Un equipo de investigadores de la Facultad de Medicina de Harvard (Harvard Medical School) en Boston ha presentado los resultados de un amplio análisis dedicado al impacto de la iluminación nocturna en la salud de los adultos. Los especialistas utilizaron modernas técnicas de imágenes cerebrales y vasculares para evaluar cómo la luz artificial durante la noche afecta los procesos internos del cuerpo.
En el estudio participaron 450 personas sin enfermedades cardíacas crónicas ni procesos oncológicos activos. Cada participante se sometió a un examen exhaustivo que incluyó tomografía por emisión de positrones y tomografía computarizada. Este enfoque permitió evaluar simultáneamente el nivel de estrés en el cerebro y el grado de inflamación en las arterias.
Los resultados mostraron que cuanto mayor es el nivel de luz artificial por la noche, más intensas son las respuestas de estrés en el sistema nervioso central y los procesos inflamatorios en los vasos sanguíneos. Estos cambios están directamente relacionados con un mayor riesgo de desarrollar enfermedades cardiovasculares.
Riesgos para el corazón: cómo la luz afecta los vasos sanguíneos y el cerebro
El análisis de los datos médicos de los participantes reveló una tendencia clara: un aumento en la exposición a la luz nocturna equivalente a una desviación estándar se asoció con un incremento del 35% en el riesgo de enfermedades cardíacas en cinco años y del 22% en un período de diez años. Esta relación se mantenía incluso después de considerar otros factores, como el nivel de ruido, el estatus socioeconómico y los hábitos de los residentes.

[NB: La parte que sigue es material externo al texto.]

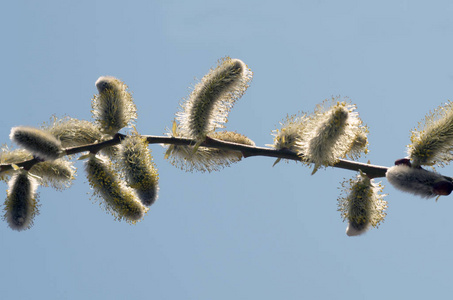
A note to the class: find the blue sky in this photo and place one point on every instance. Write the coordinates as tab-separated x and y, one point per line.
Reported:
251	231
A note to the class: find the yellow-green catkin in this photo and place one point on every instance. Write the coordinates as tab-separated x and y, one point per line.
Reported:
206	159
113	108
432	141
39	142
208	105
119	199
290	133
330	133
363	205
72	132
139	169
21	205
58	174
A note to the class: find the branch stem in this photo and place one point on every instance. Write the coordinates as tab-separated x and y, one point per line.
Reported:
372	171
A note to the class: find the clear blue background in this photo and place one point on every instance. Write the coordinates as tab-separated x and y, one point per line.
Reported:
251	231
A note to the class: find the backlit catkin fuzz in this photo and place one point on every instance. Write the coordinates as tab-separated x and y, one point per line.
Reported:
113	107
72	132
139	169
119	200
208	105
363	206
21	205
204	158
432	142
39	142
330	133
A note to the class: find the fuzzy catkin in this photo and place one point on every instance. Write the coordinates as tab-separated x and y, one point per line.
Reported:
363	206
330	133
289	136
119	200
432	142
113	108
206	159
21	204
72	132
209	103
39	142
58	173
139	169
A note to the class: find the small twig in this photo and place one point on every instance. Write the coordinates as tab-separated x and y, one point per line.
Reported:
372	171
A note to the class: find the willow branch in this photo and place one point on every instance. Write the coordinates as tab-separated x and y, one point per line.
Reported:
372	171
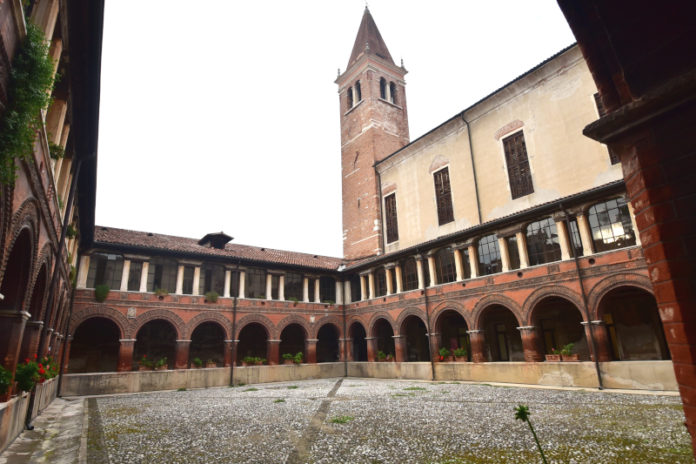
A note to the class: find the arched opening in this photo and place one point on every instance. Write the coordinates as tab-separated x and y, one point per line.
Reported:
95	346
502	340
327	344
559	322
253	341
633	325
453	331
416	338
156	340
384	335
357	335
207	343
292	340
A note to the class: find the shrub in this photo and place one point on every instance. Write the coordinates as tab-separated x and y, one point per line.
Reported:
101	292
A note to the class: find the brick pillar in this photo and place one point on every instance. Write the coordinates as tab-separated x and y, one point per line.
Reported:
311	349
400	348
182	350
531	344
371	348
273	352
476	342
125	354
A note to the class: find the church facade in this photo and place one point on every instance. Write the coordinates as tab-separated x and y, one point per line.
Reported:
502	233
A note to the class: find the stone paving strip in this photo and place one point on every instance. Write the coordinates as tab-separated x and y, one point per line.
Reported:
372	421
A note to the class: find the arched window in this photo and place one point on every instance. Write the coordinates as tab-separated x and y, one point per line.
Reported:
489	255
444	266
542	242
611	226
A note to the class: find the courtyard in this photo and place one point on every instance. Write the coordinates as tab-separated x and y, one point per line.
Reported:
383	421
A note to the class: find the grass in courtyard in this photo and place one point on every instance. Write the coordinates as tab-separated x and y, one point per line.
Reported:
341	419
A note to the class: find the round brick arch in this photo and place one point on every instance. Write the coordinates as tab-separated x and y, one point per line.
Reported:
161	314
293	319
256	319
550	291
493	300
104	312
602	288
373	321
411	311
209	316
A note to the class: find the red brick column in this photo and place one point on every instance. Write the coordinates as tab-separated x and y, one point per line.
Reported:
273	351
125	354
311	348
476	342
182	350
531	344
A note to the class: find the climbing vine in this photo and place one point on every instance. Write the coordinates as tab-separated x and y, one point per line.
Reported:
31	79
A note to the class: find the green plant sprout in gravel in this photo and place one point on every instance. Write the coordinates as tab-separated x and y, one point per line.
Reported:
522	413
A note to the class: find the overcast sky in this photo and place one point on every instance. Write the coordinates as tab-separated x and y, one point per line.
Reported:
223	115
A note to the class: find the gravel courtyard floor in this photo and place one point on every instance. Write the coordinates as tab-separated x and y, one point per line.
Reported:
384	421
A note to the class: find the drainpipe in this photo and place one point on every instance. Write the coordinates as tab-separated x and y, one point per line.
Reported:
593	342
473	166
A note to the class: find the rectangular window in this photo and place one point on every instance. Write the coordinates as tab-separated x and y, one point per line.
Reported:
518	165
443	197
613	157
390	212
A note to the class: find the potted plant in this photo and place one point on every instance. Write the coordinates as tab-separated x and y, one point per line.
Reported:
211	297
161	365
554	356
445	354
460	355
566	353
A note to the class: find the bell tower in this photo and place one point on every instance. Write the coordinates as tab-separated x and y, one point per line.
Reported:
374	124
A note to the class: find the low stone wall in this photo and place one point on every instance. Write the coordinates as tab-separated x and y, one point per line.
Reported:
12	415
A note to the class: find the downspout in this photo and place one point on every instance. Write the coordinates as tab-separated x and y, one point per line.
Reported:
593	342
473	166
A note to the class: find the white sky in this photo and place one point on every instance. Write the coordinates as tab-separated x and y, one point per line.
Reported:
223	115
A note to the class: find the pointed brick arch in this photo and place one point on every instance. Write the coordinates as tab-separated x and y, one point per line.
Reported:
209	316
152	315
602	288
493	300
258	319
549	291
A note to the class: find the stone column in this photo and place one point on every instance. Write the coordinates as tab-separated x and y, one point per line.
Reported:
311	349
242	283
125	354
585	234
399	279
273	350
522	249
125	274
180	280
473	260
196	281
305	289
531	344
143	276
371	348
281	287
563	239
269	286
477	346
399	348
84	269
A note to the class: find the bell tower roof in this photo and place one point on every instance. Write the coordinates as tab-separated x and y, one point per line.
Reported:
369	41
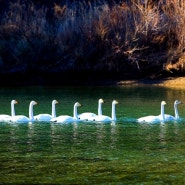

Especialmente vulnerables resultaron ser las personas que viven en zonas con altos niveles de estrés externo, como cerca de vías muy transitadas o en barrios de bajos ingresos. A lo largo de diez años, se detectaron patologías cardíacas graves en el 17% de los participantes, lo que confirma la relevancia del problema para la población urbana.
Los científicos advierten que incluso un aumento moderado de la iluminación nocturna puede provocar alteraciones negativas en la función cerebral y vascular. Además, la relación entre el nivel de luz y el riesgo de enfermedades resultó ser prácticamente lineal: cuanto mayor la intensidad lumínica nocturna, mayor la probabilidad de desarrollar problemas cardíacos.
Recomendaciones prácticas: cómo reducir los daños de la iluminación nocturna
Los autores del estudio señalan que el impacto negativo de la luz artificial puede reducirse tanto a nivel del urbanismo como en la vida cotidiana. Entre las medidas propuestas figuran la reducción de la iluminación exterior innecesaria, la instalación de farolas sensibles a la luz y el uso de pantallas protectoras en las lámparas de la calle. En casa, los expertos recomiendan mantener la máxima oscuridad posible en el dormitorio, evitar el uso de luces nocturnas y no mirar pantallas de televisores o teléfonos móviles antes de dormir.
Según los expertos, estos sencillos pasos pueden disminuir la carga sobre el sistema cardiovascular y reducir el riesgo de desarrollar enfermedades peligrosas. En el entorno urbano actual, donde los niveles de iluminación artificial siguen aumentando, estas recomendaciones son especialmente relevantes para preservar la salud.
La investigación resalta la importancia de un enfoque integral en la planificación de la iluminación tanto en las ciudades como en los hogares. Controlar los niveles de luz durante la noche puede convertirse en uno de los factores clave para prevenir enfermedades cardiovasculares en el futuro.